By Brandon Cole (6 June 2024)
In the pivotal judgment of Wescoal Mining (Pty) Ltd v Mkhombo N.O and Others ((2023-079991) [2023] ZAGP JHC 1097; 2024 (2) SA 563 (GJ) (2 October 2023)), the Johannesburg High Court has taken a significant stance on the rights of post-commencement creditors in business rescue proceedings, particularly concerning their ability to vote on a business rescue plan as outlined in Section 152 of the Companies Act 71 of 2008 (“the Act”). This judgment has critical implications, particularly for creditors providing post-commencement financing to companies undergoing business rescue, as well as those seeking the adoption of a business rescue plan.
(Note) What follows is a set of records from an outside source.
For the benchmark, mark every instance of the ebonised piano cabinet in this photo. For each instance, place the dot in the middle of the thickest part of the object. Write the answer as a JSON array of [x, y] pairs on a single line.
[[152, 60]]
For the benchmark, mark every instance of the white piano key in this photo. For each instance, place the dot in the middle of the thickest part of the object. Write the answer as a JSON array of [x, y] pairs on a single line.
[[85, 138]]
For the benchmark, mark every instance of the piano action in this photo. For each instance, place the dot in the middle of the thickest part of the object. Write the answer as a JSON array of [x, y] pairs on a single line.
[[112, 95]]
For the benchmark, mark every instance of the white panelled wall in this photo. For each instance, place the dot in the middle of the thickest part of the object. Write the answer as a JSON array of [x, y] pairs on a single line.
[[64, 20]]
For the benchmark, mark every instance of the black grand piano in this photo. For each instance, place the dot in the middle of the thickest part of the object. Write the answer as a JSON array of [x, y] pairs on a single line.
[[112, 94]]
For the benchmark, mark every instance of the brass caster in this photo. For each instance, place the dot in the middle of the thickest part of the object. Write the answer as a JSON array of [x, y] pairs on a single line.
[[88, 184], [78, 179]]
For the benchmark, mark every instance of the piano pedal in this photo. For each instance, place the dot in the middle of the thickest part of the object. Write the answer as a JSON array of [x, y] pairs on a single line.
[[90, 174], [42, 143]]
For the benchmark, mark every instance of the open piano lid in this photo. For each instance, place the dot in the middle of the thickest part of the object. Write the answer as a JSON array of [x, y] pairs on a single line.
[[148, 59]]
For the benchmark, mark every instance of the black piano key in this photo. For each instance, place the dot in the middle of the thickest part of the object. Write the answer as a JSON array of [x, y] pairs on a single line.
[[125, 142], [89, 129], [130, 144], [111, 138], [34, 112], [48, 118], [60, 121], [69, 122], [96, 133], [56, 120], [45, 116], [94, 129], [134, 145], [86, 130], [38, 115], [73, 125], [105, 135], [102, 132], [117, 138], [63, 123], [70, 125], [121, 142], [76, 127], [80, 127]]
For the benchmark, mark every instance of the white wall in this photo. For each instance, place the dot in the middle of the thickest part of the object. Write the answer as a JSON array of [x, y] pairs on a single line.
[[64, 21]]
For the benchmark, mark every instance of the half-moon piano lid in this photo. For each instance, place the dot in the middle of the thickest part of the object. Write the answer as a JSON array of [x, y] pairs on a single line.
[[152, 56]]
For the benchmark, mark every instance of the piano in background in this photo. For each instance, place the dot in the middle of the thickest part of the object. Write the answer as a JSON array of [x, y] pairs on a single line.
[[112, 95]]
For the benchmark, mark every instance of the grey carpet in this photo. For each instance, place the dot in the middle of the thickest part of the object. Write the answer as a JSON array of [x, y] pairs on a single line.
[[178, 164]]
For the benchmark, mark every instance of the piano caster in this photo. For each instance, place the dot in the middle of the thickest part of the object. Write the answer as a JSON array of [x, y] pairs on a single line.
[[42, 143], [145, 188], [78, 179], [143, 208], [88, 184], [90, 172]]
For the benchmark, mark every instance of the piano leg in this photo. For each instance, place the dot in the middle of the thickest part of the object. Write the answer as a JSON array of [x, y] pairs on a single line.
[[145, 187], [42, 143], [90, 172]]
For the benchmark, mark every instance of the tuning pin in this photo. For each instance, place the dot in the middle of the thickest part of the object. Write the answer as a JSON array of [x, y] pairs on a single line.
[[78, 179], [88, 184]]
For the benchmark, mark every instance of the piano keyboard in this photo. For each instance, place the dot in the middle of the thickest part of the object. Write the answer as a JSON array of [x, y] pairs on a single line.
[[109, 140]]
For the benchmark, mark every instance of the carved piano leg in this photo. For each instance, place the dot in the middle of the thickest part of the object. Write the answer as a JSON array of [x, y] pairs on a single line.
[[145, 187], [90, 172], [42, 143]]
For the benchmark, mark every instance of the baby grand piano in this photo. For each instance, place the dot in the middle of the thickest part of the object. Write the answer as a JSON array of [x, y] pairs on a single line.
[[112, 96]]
The dispute at issue was centred around a business rescue plan for Arnot Opco (Pty) Ltd (in business rescue) (“Arnot”), a major coal mining company. The plan was initially approved at a creditors meeting on 28 July 2023. However, in the days following the meeting, the business rescue practitioner began to doubt the accuracy of the initial vote tally. After a forensic re-evaluation of the votes, which excluded post-commencement votes, it was revealed that the required 75% threshold for approval of the plan was not met and the business rescue practitioner subsequently revoked the approval of the plan. Importantly, in the event that post-commencement creditor Mashwayi’s votes had been tallied, the 75% threshold would have been met.
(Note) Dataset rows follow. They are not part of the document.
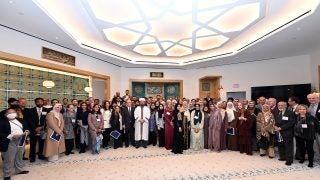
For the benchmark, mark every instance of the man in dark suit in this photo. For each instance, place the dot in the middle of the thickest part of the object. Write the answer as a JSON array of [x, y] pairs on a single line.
[[314, 110], [36, 121], [128, 123], [285, 120]]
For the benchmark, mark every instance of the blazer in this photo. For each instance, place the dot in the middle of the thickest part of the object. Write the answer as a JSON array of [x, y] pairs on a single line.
[[33, 119], [5, 130], [286, 122], [128, 117]]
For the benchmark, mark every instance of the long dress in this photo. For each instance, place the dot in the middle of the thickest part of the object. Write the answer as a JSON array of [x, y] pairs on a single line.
[[168, 129], [206, 129], [178, 141], [244, 133], [196, 138], [223, 135], [215, 127], [233, 139]]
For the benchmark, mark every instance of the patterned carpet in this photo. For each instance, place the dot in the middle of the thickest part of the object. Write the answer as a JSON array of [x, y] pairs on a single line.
[[156, 163]]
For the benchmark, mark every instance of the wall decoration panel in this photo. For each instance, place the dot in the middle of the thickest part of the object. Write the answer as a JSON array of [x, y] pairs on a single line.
[[24, 82]]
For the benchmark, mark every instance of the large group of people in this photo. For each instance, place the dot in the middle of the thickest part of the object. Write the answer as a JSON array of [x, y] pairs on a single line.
[[175, 124]]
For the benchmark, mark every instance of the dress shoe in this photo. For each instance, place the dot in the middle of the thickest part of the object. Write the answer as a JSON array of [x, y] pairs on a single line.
[[23, 172]]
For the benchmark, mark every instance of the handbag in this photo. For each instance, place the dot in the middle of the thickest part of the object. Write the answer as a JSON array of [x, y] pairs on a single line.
[[263, 143]]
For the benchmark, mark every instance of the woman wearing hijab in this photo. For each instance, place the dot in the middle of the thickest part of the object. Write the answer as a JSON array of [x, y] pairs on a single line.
[[177, 147], [206, 113], [196, 136], [69, 117], [55, 125], [160, 125], [244, 126], [95, 122], [12, 132], [232, 138], [265, 131]]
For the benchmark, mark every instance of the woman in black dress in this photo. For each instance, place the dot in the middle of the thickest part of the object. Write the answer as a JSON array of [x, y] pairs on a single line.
[[177, 130]]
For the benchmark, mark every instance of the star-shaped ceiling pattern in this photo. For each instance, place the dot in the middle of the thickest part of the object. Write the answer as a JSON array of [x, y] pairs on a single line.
[[173, 27]]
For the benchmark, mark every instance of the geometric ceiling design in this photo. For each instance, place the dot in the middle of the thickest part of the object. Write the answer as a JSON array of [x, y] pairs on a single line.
[[173, 27], [173, 32]]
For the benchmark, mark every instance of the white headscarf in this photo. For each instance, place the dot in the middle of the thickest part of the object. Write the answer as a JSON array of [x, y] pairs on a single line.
[[230, 112]]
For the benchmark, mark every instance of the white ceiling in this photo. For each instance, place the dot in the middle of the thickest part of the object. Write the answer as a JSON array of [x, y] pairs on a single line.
[[297, 38]]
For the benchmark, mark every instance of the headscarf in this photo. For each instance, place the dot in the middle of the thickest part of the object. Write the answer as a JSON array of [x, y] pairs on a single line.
[[230, 112], [197, 113]]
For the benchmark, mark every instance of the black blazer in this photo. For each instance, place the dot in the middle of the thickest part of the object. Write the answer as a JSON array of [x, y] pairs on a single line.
[[33, 119], [127, 117], [5, 130], [287, 126]]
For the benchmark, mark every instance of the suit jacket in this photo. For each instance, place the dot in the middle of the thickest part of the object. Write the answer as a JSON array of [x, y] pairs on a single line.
[[33, 119], [5, 130], [127, 117], [287, 126]]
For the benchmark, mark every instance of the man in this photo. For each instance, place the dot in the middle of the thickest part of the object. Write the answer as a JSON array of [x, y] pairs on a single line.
[[314, 110], [128, 123], [64, 105], [284, 123], [245, 104], [141, 115], [12, 103], [272, 102], [36, 121], [260, 102], [293, 104], [126, 96], [46, 103]]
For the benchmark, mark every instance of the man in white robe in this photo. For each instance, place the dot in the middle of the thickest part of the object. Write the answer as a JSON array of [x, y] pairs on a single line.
[[141, 116]]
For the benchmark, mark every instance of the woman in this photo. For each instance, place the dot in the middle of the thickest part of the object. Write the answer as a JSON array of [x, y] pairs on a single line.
[[168, 131], [185, 125], [196, 136], [178, 146], [206, 125], [12, 132], [116, 125], [224, 127], [55, 125], [82, 119], [244, 126], [305, 132], [265, 131], [95, 122], [232, 138], [106, 113], [69, 122], [152, 125], [160, 125]]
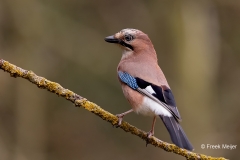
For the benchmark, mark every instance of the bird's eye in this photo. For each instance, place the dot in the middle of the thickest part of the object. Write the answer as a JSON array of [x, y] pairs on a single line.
[[128, 37]]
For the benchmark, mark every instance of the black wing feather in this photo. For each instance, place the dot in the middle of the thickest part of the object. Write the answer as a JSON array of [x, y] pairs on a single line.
[[163, 94]]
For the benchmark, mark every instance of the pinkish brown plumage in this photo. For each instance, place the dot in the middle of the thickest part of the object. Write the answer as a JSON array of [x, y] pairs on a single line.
[[144, 84]]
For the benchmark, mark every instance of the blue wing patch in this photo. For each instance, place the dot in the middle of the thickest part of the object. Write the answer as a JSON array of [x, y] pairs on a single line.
[[128, 79]]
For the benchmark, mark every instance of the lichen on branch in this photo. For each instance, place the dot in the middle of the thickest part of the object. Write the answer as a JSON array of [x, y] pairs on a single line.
[[79, 101]]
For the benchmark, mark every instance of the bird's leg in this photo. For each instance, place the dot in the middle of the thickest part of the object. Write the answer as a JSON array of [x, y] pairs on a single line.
[[120, 117], [151, 132]]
Section 152(2) of the Act stipulates that a business rescue plan must receive at least 75% of the creditors’ voting interests of creditors present at the meeting to be adopted. A key aspect of this provision is to determine who qualifies as a “creditor” with voting rights.
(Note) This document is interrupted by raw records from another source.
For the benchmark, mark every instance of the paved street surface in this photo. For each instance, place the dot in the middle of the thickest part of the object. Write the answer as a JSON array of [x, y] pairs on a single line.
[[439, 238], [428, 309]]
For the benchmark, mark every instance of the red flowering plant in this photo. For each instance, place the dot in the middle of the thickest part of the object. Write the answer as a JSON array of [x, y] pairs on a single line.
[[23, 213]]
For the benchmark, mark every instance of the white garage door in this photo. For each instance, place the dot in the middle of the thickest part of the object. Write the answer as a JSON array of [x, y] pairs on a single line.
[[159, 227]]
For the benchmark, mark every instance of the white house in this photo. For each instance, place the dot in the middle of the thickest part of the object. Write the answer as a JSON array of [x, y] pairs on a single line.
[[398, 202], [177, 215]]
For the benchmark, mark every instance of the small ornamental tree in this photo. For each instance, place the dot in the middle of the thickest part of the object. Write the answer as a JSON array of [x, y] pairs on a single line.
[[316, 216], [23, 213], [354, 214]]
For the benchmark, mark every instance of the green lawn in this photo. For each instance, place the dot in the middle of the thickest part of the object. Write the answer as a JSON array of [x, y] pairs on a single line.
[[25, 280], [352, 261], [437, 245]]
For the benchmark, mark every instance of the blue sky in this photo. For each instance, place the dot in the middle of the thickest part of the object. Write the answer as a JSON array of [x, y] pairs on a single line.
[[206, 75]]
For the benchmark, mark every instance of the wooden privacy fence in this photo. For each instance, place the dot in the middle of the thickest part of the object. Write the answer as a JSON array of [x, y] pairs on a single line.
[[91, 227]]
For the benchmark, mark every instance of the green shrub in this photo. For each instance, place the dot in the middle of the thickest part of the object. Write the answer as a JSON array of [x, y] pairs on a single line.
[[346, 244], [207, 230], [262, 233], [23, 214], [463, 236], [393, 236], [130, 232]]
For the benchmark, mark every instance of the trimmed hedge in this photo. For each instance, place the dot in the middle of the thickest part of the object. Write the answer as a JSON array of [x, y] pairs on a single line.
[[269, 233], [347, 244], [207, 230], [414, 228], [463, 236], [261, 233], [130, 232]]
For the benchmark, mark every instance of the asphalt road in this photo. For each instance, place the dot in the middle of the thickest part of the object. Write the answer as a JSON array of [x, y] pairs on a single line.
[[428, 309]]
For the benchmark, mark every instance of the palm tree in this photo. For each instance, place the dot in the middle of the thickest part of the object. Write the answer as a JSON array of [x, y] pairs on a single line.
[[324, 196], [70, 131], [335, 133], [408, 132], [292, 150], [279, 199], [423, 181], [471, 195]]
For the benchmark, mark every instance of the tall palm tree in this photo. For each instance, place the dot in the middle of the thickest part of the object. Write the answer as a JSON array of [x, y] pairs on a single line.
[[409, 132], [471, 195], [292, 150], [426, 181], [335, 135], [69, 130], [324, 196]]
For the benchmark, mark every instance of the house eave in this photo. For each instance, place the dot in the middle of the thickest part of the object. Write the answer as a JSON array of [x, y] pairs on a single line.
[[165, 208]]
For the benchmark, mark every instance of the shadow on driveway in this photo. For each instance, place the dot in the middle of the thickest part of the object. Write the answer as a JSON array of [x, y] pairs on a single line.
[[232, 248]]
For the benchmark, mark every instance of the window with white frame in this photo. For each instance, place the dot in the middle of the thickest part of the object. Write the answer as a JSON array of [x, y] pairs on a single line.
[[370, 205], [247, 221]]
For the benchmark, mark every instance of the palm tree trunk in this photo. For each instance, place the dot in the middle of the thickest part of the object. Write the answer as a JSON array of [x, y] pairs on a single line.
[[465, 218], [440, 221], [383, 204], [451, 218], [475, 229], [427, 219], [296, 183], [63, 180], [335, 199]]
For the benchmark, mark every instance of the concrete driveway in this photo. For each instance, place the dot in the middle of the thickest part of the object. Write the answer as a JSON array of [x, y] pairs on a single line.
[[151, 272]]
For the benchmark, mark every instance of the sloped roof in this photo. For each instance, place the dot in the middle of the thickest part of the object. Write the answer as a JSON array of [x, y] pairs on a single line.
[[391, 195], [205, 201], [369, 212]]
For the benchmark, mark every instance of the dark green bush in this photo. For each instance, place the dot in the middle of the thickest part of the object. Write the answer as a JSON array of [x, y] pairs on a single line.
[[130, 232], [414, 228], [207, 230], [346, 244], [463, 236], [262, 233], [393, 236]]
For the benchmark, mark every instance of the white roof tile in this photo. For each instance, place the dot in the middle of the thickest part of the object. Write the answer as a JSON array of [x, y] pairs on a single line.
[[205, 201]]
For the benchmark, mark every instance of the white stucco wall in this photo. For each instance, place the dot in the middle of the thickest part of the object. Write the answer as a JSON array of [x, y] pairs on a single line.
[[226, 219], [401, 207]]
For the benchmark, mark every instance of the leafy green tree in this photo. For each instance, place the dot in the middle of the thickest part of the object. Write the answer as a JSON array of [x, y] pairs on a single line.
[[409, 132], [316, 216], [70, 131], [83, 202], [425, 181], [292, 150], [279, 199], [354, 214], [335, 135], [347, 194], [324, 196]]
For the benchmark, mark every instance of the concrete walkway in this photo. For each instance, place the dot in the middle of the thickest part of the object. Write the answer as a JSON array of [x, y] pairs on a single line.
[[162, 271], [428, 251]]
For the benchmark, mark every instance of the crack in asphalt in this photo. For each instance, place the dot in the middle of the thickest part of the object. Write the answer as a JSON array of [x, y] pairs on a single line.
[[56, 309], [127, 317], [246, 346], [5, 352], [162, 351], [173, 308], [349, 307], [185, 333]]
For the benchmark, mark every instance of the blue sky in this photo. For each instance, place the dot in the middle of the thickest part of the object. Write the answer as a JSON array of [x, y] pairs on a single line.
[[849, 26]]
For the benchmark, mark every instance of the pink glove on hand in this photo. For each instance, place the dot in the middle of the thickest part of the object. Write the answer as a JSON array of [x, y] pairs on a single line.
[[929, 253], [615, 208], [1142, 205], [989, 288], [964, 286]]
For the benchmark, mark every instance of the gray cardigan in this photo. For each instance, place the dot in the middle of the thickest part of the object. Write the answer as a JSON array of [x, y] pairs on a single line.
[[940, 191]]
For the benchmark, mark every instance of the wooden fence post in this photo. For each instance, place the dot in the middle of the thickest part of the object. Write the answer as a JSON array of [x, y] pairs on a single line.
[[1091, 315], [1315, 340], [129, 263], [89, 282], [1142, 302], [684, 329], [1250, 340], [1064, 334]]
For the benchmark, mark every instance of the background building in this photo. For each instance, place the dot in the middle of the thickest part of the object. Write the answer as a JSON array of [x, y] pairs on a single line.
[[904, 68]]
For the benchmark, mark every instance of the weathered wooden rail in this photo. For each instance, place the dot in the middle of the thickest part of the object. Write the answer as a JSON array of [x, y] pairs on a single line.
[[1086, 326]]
The Act, however, has no definition for the word “creditor”, which the learned Judge highlighted as a concern, and which meant the question had to be answered by an act of judicial interpretation. The court found that, evaluated as a whole, chapter 6 of the Act did not intend voting rights under section 152 to apply to post-commencement creditors.
The court was of the view that allowing post-commencement creditors to vote could lead to potential manipulations of the business-rescue process by entities that might not have actual, long-term stakes in the company’s survival.
It was determined that the intention behind the Act is to protect the company from liquidation and to ensure its survival, which might be compromised if newer creditors could influence the outcome of rescue plans disproportionately.
There is no doubt that post-commencement finance is (and will remain) of cardinal importance in business rescue by providing fast-tracked funding at critical stages when very few other finances are willing to do so. Up until now, post-commencement funders have relied on and understood that their post-commencement claims will rank above all unsecured claims and that they will be able to vote on a business rescue plan.
The judgment may very well cause hesitancy for post commencement financiers who might need to consider alternative measures to safeguard their investments in companies under business rescue. This hesitancy or possible decline in post-commencement financing may potentially lead to exactly what the learned Judge was attempting to avoid—company’s in business rescue entering liquidation The matter has been taken on appeal and will need to be closely monitored by post commencement creditors and business rescue practitioners.
The ability of post-commencement financiers to vote on a plan hangs in the balance, as chapter 6 of the Act continues to be ironed out by judicial interpretation. Understanding the nuances of who gets to vote on rescue plans is crucial for navigating this complex area.